Strong Kochen-Specker theorem and incomputability of quantum randomness

TL;DR

This paper advances the Kochen-Specker theorem to identify specific observables that are provably value indefinite, and applies this to certify a quantum random number generator in a three-dimensional system.

Contribution

It improves the Kochen-Specker theorem to locate value indefinite observables and demonstrates their use in certifying quantum randomness.

Findings

Identified observables that are provably value indefinite.

Developed a certification method for quantum random number generation.

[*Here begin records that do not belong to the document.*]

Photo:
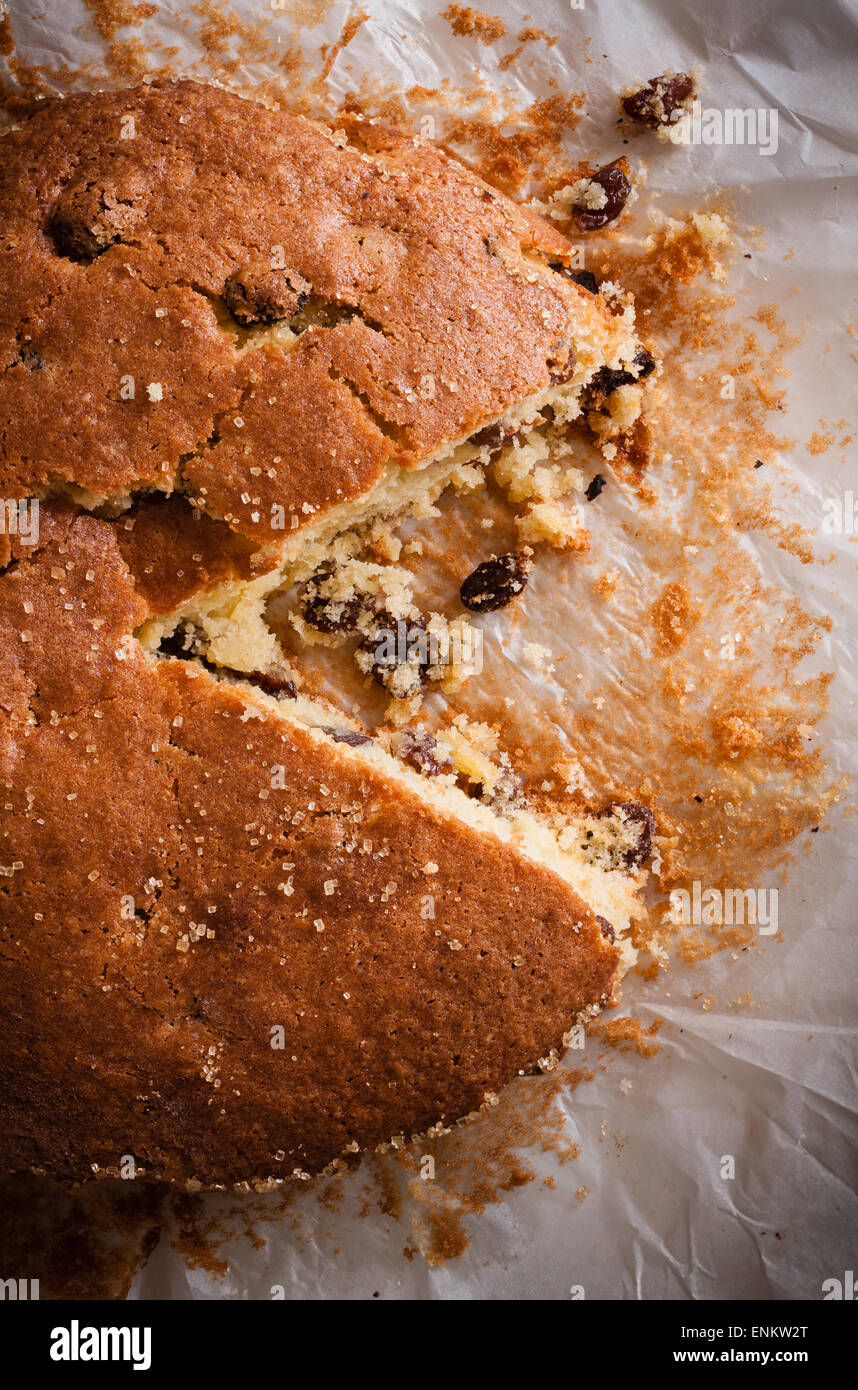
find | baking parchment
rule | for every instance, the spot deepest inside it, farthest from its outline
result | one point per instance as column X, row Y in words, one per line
column 643, row 1211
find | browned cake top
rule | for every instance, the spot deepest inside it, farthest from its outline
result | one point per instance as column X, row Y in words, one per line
column 182, row 872
column 152, row 236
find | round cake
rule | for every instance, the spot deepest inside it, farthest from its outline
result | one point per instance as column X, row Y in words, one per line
column 241, row 938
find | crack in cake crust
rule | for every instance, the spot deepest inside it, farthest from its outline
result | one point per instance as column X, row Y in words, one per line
column 441, row 334
column 174, row 902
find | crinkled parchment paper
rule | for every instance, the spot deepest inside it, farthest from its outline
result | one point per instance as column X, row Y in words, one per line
column 707, row 1148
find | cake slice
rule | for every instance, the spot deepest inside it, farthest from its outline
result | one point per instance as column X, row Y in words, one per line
column 239, row 941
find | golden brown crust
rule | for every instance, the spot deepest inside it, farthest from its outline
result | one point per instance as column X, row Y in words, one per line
column 184, row 870
column 431, row 307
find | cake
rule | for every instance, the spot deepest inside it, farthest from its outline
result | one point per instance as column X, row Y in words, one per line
column 242, row 940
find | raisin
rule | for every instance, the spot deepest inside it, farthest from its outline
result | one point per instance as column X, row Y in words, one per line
column 581, row 277
column 274, row 681
column 185, row 641
column 618, row 186
column 658, row 102
column 32, row 360
column 495, row 583
column 256, row 293
column 326, row 613
column 606, row 929
column 89, row 218
column 395, row 653
column 419, row 749
column 608, row 378
column 643, row 818
column 346, row 736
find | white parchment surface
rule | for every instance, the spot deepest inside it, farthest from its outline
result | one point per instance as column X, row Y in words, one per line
column 775, row 1084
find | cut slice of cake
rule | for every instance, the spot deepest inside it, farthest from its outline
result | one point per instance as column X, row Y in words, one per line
column 241, row 941
column 298, row 328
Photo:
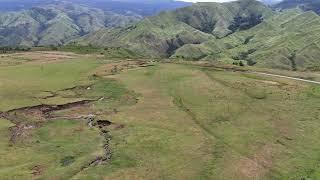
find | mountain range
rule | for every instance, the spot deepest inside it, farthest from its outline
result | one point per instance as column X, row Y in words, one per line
column 247, row 32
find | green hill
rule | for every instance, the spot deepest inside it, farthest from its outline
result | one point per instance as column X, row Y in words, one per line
column 306, row 5
column 54, row 24
column 287, row 40
column 162, row 35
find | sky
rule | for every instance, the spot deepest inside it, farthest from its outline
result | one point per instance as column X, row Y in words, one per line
column 216, row 0
column 206, row 0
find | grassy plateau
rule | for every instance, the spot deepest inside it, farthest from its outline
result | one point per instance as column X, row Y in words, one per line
column 152, row 120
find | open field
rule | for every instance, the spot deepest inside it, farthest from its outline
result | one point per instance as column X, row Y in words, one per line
column 90, row 118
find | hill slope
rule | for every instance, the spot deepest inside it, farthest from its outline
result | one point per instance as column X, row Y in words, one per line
column 161, row 35
column 55, row 24
column 288, row 40
column 306, row 5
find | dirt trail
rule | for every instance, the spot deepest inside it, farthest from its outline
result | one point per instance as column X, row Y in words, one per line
column 287, row 77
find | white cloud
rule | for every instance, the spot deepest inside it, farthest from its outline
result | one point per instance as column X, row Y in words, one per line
column 220, row 0
column 207, row 0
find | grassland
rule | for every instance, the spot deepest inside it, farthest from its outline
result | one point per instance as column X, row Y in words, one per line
column 169, row 121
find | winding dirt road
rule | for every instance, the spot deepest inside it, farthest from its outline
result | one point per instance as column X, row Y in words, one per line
column 287, row 77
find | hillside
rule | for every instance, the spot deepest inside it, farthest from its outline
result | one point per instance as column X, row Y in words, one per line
column 54, row 24
column 161, row 35
column 306, row 5
column 288, row 40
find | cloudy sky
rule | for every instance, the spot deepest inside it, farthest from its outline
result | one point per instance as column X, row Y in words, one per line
column 207, row 0
column 218, row 0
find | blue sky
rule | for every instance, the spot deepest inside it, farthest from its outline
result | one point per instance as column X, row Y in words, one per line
column 214, row 0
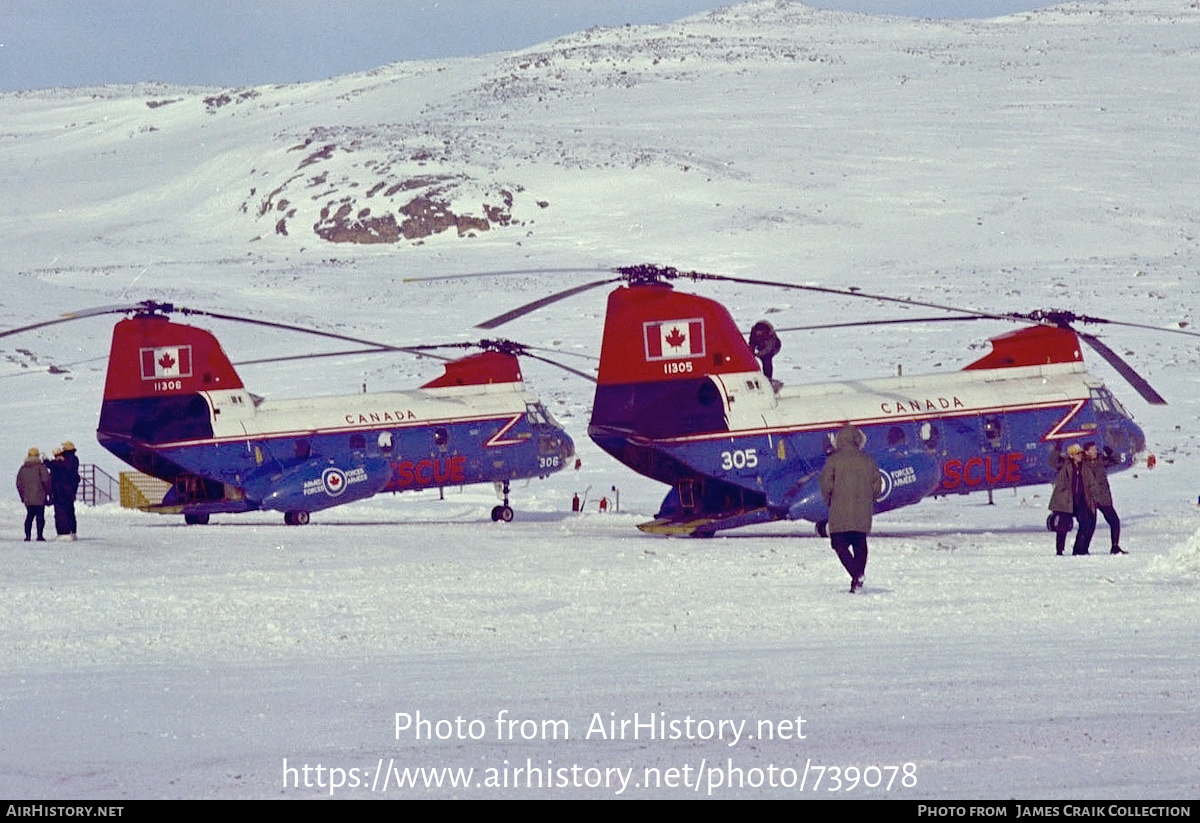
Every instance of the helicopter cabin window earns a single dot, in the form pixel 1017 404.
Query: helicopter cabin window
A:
pixel 929 434
pixel 688 493
pixel 1107 406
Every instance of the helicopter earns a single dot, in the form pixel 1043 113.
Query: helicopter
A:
pixel 681 398
pixel 175 408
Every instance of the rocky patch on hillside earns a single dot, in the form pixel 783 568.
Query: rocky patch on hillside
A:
pixel 348 193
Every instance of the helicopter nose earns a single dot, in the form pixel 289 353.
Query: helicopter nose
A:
pixel 568 445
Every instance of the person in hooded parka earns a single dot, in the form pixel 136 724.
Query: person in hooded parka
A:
pixel 850 482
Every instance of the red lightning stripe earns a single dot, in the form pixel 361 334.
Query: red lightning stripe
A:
pixel 496 439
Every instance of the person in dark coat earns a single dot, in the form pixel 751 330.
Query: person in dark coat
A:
pixel 1096 466
pixel 765 343
pixel 64 487
pixel 850 482
pixel 34 487
pixel 1074 496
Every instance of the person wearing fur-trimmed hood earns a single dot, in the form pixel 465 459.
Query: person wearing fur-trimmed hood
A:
pixel 34 487
pixel 64 487
pixel 1073 496
pixel 850 482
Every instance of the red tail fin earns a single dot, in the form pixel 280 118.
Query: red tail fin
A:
pixel 653 332
pixel 153 356
pixel 1033 346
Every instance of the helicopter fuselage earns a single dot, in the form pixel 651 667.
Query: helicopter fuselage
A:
pixel 737 450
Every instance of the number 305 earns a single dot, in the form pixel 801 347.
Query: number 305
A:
pixel 739 458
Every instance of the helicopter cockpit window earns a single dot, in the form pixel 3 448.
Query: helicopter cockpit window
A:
pixel 929 434
pixel 1107 406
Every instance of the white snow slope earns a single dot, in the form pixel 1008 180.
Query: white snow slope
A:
pixel 1038 161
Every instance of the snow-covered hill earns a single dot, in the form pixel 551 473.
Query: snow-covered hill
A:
pixel 1044 160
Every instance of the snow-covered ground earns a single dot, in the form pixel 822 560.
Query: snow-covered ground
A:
pixel 1039 161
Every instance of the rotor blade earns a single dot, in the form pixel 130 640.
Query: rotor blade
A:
pixel 541 302
pixel 576 372
pixel 1125 370
pixel 882 323
pixel 347 353
pixel 845 293
pixel 504 272
pixel 72 316
pixel 288 326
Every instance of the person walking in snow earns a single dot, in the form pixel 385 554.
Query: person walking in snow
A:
pixel 1073 496
pixel 64 487
pixel 850 482
pixel 34 487
pixel 1096 472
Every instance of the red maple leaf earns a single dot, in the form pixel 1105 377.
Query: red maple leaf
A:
pixel 676 338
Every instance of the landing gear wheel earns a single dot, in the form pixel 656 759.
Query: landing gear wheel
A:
pixel 503 512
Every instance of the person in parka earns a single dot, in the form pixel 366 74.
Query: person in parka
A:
pixel 1074 494
pixel 64 487
pixel 34 487
pixel 850 482
pixel 1096 472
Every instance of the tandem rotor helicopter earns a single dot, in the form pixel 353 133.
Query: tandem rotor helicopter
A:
pixel 175 408
pixel 681 398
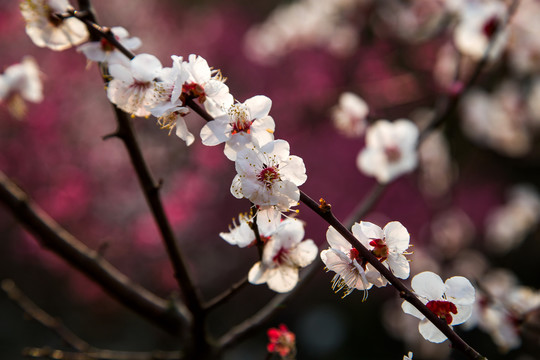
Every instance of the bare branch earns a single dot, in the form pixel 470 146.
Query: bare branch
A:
pixel 163 313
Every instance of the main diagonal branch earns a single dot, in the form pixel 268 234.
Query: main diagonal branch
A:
pixel 51 235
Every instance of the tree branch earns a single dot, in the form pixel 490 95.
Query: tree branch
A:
pixel 165 314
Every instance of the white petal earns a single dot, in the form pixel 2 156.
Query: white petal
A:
pixel 282 279
pixel 305 253
pixel 411 310
pixel 259 106
pixel 336 241
pixel 459 290
pixel 370 230
pixel 257 274
pixel 396 236
pixel 428 285
pixel 430 332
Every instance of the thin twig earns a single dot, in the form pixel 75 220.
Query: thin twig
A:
pixel 36 313
pixel 85 351
pixel 50 234
pixel 226 295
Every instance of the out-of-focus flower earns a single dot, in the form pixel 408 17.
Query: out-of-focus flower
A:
pixel 282 341
pixel 21 82
pixel 205 84
pixel 507 226
pixel 451 301
pixel 243 235
pixel 388 245
pixel 48 30
pixel 524 43
pixel 322 25
pixel 132 87
pixel 390 150
pixel 351 270
pixel 502 307
pixel 104 51
pixel 284 253
pixel 269 176
pixel 244 125
pixel 479 23
pixel 498 120
pixel 349 116
pixel 408 356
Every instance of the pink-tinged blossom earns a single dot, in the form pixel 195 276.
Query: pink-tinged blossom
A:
pixel 451 301
pixel 242 234
pixel 269 176
pixel 389 245
pixel 282 341
pixel 21 82
pixel 343 259
pixel 104 51
pixel 244 125
pixel 48 30
pixel 390 150
pixel 200 81
pixel 284 253
pixel 349 116
pixel 132 86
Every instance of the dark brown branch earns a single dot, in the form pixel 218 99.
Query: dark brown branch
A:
pixel 51 235
pixel 404 292
pixel 100 354
pixel 226 295
pixel 32 310
pixel 85 351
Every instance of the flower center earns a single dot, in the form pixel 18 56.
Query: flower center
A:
pixel 281 256
pixel 393 154
pixel 380 250
pixel 241 121
pixel 443 309
pixel 106 45
pixel 195 90
pixel 490 26
pixel 268 175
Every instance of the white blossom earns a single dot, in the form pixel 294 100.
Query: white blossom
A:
pixel 269 175
pixel 244 125
pixel 283 254
pixel 47 30
pixel 132 87
pixel 349 116
pixel 20 82
pixel 390 150
pixel 103 51
pixel 451 301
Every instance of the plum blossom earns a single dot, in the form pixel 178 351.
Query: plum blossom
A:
pixel 48 30
pixel 21 82
pixel 200 81
pixel 351 270
pixel 269 175
pixel 104 51
pixel 479 22
pixel 451 301
pixel 390 150
pixel 282 342
pixel 242 234
pixel 284 253
pixel 349 116
pixel 245 124
pixel 132 86
pixel 388 245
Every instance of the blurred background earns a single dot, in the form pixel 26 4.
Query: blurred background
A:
pixel 471 207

Validated the approach in a three-dimensional quantum system.

Abstract

The Kochen-Specker theorem shows the impossibility for a hidden variable theory to consistently assign values to certain (finite) sets of observables in a way that is non-contextual and consistent with quantum mechanics. If we require non-contextuality, the consequence is that many observables must not have pre-existing definite values. However, the Kochen-Specker theorem does not allow one to determine which observables must be value indefinite. In this paper we present an improvement on the Kochen-Specker theorem which allows one to actually locate observables which are provably value indefinite. Various technical and subtle aspects relating to this formal proof and its connection to quantum mechanics are discussed. This result is then utilized for the proposal and certification of a dichotomic quantum random number generator operating in a three-dimensional Hilbert space.